Take-home Exercise 2: Applied Spatial Interaction Models - A case study of Singapore public bus commuter flows
1 Overview
Urban mobility, characterized by the daily commute of urban dwellers from homes to workplaces, presents complex challenges for transport operators and urban managers. Traditional approaches to understanding these mobility patterns, such as commuter surveys, are often hindered by high costs, time-consuming processes, and the rapid obsolescence of collected data. However, the digitalization of city-wide urban infrastructures, including public buses, mass rapid transits, and other utilities, alongside the advent of pervasive computing technologies like GPS and SMART cards, offers a new paradigm in tracking and analyzing urban movement.
Objectives
This assignment is driven by two primary motivations. First, despite the growing availability of open data for public use, there is a noticeable gap in applied research demonstrating how these diverse data sources can be effectively integrated and analyzed to inform policy-making decisions. Second, there is a need to showcase how GDSA can be utilized in practical decision-making scenarios.
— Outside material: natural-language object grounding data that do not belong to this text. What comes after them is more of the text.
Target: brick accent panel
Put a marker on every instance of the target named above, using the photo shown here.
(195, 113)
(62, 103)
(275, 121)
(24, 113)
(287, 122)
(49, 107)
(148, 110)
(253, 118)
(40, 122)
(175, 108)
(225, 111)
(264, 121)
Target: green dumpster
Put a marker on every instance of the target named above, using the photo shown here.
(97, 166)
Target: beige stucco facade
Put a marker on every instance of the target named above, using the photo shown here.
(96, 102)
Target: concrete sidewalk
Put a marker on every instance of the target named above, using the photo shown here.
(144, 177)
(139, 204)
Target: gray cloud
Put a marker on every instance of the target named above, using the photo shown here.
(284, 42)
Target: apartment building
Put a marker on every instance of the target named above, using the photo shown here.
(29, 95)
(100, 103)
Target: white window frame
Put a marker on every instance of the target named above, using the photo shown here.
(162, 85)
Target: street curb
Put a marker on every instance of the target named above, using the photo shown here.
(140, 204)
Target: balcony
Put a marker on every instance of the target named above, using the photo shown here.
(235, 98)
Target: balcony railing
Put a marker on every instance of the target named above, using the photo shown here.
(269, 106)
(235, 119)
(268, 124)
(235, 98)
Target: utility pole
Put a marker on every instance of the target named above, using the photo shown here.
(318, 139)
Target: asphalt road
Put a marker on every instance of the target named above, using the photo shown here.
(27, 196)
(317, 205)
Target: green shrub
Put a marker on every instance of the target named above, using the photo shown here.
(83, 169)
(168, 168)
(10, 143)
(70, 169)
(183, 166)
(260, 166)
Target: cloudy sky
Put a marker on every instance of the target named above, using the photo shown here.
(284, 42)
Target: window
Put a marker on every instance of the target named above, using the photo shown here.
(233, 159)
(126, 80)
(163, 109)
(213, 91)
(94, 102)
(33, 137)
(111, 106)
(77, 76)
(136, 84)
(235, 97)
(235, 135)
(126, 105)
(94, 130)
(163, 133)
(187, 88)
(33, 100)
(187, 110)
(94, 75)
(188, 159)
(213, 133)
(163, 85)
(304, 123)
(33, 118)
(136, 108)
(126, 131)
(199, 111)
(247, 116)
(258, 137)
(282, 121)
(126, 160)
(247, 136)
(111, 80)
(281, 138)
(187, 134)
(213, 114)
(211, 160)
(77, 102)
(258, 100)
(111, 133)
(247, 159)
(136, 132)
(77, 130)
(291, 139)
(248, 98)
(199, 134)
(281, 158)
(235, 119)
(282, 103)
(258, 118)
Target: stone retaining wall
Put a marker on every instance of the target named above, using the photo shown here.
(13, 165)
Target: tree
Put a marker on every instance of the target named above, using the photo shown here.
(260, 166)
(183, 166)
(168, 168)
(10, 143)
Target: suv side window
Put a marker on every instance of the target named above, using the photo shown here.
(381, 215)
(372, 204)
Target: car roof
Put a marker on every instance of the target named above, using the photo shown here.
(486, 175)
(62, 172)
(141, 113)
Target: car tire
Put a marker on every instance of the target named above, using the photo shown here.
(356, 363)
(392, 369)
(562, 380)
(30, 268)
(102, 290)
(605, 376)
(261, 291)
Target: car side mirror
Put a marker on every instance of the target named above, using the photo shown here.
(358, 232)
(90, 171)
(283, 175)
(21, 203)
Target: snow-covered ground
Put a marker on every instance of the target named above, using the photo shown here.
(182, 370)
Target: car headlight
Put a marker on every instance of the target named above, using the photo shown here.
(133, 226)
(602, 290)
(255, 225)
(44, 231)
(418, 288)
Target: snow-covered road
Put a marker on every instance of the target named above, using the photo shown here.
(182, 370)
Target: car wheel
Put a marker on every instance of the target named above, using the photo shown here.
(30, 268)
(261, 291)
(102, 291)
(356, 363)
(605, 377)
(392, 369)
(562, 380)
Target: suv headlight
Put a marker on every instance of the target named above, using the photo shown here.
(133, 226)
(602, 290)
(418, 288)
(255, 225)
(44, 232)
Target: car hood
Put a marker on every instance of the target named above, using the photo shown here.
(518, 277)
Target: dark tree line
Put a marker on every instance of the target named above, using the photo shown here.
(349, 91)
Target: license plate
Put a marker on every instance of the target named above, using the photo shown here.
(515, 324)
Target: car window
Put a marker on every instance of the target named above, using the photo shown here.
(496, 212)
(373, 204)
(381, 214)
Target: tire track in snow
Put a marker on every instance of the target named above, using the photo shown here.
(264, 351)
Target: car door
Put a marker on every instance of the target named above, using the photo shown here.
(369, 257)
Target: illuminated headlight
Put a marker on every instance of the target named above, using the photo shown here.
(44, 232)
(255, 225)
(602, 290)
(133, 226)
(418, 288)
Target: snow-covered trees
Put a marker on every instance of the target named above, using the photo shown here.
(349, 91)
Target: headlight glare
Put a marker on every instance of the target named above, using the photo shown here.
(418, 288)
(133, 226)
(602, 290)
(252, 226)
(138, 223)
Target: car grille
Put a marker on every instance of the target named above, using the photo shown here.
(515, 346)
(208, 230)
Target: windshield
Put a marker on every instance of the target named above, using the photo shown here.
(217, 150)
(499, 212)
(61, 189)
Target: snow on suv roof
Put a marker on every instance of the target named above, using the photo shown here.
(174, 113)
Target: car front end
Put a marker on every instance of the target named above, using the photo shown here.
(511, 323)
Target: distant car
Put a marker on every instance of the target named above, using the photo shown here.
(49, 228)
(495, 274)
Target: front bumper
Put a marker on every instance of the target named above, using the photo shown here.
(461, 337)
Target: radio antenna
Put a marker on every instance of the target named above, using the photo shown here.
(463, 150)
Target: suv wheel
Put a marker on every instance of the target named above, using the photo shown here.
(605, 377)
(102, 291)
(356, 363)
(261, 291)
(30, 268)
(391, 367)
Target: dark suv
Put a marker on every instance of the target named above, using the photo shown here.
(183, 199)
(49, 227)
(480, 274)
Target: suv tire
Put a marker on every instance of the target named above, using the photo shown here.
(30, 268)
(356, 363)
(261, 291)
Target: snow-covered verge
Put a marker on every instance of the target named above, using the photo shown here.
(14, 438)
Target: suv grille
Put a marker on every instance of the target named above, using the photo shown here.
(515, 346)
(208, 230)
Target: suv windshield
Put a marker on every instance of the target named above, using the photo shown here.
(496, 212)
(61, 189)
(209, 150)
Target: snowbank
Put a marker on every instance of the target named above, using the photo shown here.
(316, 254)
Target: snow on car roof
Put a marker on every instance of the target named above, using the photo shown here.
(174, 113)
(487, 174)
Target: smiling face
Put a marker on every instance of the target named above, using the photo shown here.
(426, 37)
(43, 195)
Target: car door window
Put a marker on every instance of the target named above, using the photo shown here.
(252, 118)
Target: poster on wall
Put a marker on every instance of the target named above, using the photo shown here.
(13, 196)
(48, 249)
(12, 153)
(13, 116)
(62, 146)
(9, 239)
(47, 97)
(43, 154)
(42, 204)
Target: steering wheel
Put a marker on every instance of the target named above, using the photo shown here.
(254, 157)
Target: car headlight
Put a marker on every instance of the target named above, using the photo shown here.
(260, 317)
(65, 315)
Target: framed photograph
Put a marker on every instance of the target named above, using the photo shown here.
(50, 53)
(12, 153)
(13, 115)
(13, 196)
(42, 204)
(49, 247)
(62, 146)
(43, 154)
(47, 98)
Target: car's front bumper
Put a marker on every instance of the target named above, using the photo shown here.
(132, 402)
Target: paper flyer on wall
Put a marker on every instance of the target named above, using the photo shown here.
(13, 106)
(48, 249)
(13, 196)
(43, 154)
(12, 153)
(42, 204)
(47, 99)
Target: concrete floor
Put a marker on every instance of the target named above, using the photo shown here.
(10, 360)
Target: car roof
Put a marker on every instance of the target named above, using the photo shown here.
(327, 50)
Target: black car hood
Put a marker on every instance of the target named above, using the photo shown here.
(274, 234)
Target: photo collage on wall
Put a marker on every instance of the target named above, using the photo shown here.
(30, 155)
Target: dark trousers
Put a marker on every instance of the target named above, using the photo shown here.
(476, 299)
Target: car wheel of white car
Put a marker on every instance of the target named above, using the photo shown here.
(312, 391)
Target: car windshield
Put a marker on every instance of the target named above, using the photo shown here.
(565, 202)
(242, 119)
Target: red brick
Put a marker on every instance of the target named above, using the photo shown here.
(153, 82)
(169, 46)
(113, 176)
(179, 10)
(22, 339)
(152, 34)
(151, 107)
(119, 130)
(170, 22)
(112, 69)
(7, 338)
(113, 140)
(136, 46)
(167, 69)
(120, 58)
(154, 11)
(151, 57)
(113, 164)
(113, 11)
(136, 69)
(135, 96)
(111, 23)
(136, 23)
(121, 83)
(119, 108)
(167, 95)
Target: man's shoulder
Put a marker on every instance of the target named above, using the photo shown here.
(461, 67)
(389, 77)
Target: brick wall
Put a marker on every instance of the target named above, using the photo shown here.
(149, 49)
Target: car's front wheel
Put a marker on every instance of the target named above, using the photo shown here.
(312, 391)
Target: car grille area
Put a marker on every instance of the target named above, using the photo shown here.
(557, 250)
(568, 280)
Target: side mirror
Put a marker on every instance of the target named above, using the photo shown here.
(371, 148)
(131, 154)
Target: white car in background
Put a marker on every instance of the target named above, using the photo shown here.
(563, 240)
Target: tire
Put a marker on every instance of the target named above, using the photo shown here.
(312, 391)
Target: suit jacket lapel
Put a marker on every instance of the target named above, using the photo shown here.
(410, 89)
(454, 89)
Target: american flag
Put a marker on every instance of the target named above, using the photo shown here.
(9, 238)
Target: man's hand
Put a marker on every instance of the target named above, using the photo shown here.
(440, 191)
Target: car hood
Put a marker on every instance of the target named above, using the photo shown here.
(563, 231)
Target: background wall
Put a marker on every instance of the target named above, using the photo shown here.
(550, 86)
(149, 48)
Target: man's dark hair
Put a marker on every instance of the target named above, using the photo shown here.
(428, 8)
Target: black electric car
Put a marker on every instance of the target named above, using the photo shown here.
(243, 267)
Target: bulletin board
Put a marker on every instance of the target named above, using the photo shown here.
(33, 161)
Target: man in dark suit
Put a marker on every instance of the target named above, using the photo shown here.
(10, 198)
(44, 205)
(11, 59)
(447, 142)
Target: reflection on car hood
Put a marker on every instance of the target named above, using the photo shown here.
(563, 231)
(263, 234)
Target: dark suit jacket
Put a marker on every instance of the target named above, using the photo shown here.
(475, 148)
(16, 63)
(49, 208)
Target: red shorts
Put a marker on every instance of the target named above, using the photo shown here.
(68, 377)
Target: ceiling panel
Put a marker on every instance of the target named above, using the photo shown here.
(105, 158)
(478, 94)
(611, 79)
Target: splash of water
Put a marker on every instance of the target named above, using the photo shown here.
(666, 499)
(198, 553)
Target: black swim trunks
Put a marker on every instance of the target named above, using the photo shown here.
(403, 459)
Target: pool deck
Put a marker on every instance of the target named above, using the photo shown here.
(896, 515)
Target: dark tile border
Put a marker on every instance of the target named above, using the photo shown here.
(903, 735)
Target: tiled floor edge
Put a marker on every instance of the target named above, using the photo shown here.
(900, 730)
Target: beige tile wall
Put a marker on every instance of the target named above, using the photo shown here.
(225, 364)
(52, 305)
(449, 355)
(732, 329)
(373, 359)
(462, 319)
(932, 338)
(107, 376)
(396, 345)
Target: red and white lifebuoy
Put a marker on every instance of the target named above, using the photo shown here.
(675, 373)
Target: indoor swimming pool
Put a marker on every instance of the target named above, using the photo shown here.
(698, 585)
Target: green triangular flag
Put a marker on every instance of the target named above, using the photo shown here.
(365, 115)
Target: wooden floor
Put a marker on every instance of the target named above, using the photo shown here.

The core task of this assignment is to conduct a case study that exhibits the potential value of GDSA. By leveraging publicly available data from multiple sources, the goal is to build spatial interaction models that unravel the factors influencing urban mobility patterns, particularly focusing on public bus transit. This exercise aims to bridge the gap between the abundance of geospatially-referenced data and its practical application, thereby enhancing the return on investment in data collection and management, and ultimately supporting informed policy-making in urban mobility.
The specific tasks of this take-home exercise are as follows:
Geospatial Data Science
Derive an analytical hexagon data of 375m (this distance is the perpendicular distance between the centre of the hexagon and its edges) to represent the traffic analysis zone (TAZ).
With reference to the time intervals provided in the table below, construct an O-D matrix of commuter flows for a time interval of your choice by integrating Passenger Volume by Origin Destination Bus Stops and Bus Stop Location from LTA DataMall. The O-D matrix must be aggregated at the analytics hexagon level
Peak hour period Bus tap on time Weekday morning peak 6am to 9am Weekday afternoon peak 5pm to 8pm Weekend/holiday morning peak 11am to 2pm Weekend/holiday evening peak 4pm to 7pm Display the O-D flows of the passenger trips by using appropriate geovisualisation methods (not more than 5 maps).
Describe the spatial patterns revealed by the geovisualisation (not more than 100 words per visual).
Assemble at least three propulsive and three attractiveness variables by using aspatial and geospatial from publicly available sources.
Compute a distance matrix by using the analytical hexagon data derived earlier.
Spatial Interaction Modelling
Calibrate spatial interactive models to determine factors affecting urban commuting flows at the selected time interval.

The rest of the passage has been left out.